Mandarin magic

Locally grown satsumas, coming to a produce section near you

Orange you glad Dawit Zeleke and Cori Ong grow satsuma mandarins?

Orange you glad Dawit Zeleke and Cori Ong grow satsuma mandarins?

Photo courtesy of Dawit Zeleke

Julie Cross directs the sampling, cooking and wine-tasting classes at the Davis Food Co-op.

Easterners have their Clementines, sweetly fragrant members of the tangerine family. You East Coast transplants can have my share: As far as I’m concerned, Clementines pale in comparison to their West Coast cousin, the satsuma. Grown in Capay and Gold Country, satsumas are tender, sweet and juicy, the absolute pinnacle of the citrus family.

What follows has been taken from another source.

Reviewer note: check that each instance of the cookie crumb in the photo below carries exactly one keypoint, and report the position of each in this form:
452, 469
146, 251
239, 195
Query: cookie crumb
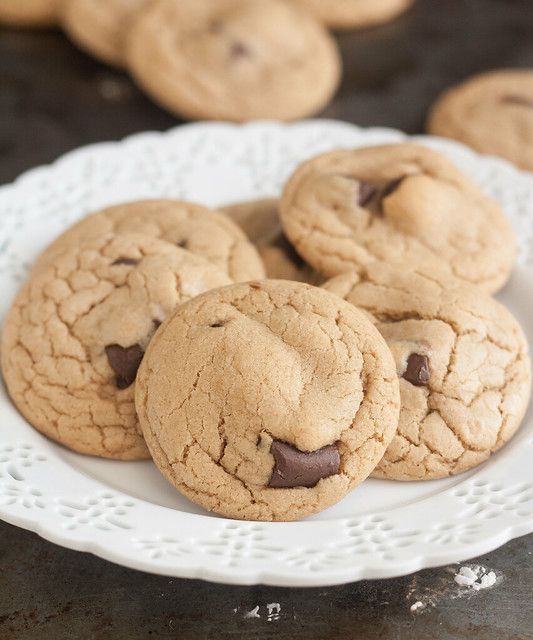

Satsumas taste all the better because they area available for such a short time—November through January in the very best of years. They can’t be stored, and no pale imitations inundate us from far countries. Satsumas are seasonal eating at its very best.

Dawit Zeleke of Capay Satsuma Mandarins has been growing satsumas for the last 10 years, but the history of his orchard reaches back 47 years (to when the first trees, still bearing fruit, were planted). Cultivating the soil goes back for generations in his family, which owned farmland in Ethiopia. Any way you look at it, Zeleke is deeply invested in both his 12-acre farm and the ecosystem that supports it.

As do most farmers these days, Zeleke has a second job, in his case Central Valley and Mountains regional director with the Nature Conservancy. He feels strongly that his two jobs support one another: Farming gives him access to a community that is at the center of the conservation movement, and his conservation work gives him the space in which to farm.

Capay Satsuma mandarins are available at the Davis Farmers Market and Chico Natural Foods. Visitors to the farm are welcome: For details, or to order satsumas shipped to your entire holiday shopping list, visit the Web site at

Of course, those aren’t the only places you can get fresh, locally grown mandarins, which you’ll currently find in abundance everywhere from your local supermarket’s produce section to farmers’ markets throughout the Sacramento region. To choose the best satsuma, look for a deep orange skin with no green tints. While you’ll get oddly giant fruit from commercial growers, the best of the best are smaller, around the size of a billiard ball. Unlike most citrus, the skin should feel loose and the fruit a bit yielding.

While satsumas are perfect for eating out of hand (even the youngest child can peel them, as proven with a recent troop of Daisy Scouts who happily peeled a whole bag after their tour of the Davis Food Co-op), they also lend themselves to almost any citrus application: fruit salad, compote and the classic Southern ambrosia. For a lot of elegance with a little work, try chocolate coated satsuma slices.

Chocolate Mandarin Slices

many satsuma mandarins
your favorite dark chocolate

Peel satsumas. Carefully remove all strings and excess pith. Eat any slices that you ruin. Dry oranges with a paper or kitchen towel. (Don’t skip this step—it’s crucial!)

Melt dark chocolate in a shallow bowl in the microwave or double boiler. Lay out a sheet of tin foil or parchment. Dip each slice in chocolate about two-thirds the length of the slice. Let excess chocolate drip off, then place on foil to harden. When all slices are hard, eat them or refrigerate in a single layer, covered, until needed.